April 15, 2005
POLICY: Krugman on the international health care context
Paul Krugman has a great column out about the international health care context, called The Medical Money Pit. There's nothing new or original that THCB readers or Health Affairs readers won't already know. We spend more and basically get less, but we lead the league in surgeons driving Porsches. But it's very good that someone is raising this issue outside of pure policy wonk circles. Even Krugman seems stunned that our government spends so much more per head than other governments which cover all their people, and all we get for it is Medicare for seniors and crappy coverage for the very poor. And by the way those numbers don't count the role of the Feds and states as employers paying for health care coverage for 10 million government workers--if you add that in, the government share of spending is higher (although that math doesn't really matter as we don't cover any more people because of which column you put the spending in).
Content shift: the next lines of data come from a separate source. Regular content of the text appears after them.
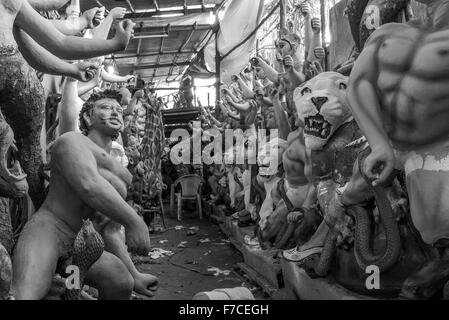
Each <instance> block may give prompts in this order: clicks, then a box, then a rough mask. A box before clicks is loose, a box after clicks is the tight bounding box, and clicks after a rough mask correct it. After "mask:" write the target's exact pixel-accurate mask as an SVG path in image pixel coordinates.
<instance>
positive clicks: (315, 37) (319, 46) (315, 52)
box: [307, 19, 324, 62]
mask: <svg viewBox="0 0 449 320" xmlns="http://www.w3.org/2000/svg"><path fill="white" fill-rule="evenodd" d="M311 23H312V30H313V33H312V34H313V35H312V41H311V42H310V46H309V50H308V51H309V52H308V56H307V60H308V61H310V62H314V61H321V60H322V58H323V54H324V49H323V44H322V42H321V21H320V20H319V19H313V20H312V22H311ZM317 53H318V54H317Z"/></svg>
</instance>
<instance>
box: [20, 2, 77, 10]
mask: <svg viewBox="0 0 449 320" xmlns="http://www.w3.org/2000/svg"><path fill="white" fill-rule="evenodd" d="M67 2H69V0H28V3H29V4H30V5H31V6H32V7H33V8H34V9H35V10H37V11H51V10H58V9H60V8H61V7H62V6H63V5H65V4H66V3H67Z"/></svg>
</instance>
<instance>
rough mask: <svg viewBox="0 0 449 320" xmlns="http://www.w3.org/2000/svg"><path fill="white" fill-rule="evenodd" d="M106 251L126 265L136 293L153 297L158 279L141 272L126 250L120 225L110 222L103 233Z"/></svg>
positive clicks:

What Krugman doesn't say is that, in general, government spending in those other countries guarantees a basic level of care for everyone, and that the rich (even in the UK, but not in Canada) can trade up with their own money for a nicer class of waiting room or to jump the line. And they do, and there's not only nothing wrong with that. It doesn't destroy the basic fabric of the social system. And if we had universal health care here, it would be true here too, and there would be nothing for those in the upper social tiers here to be afraid about. But you won't find that rumor getting out when this gets discussed politically.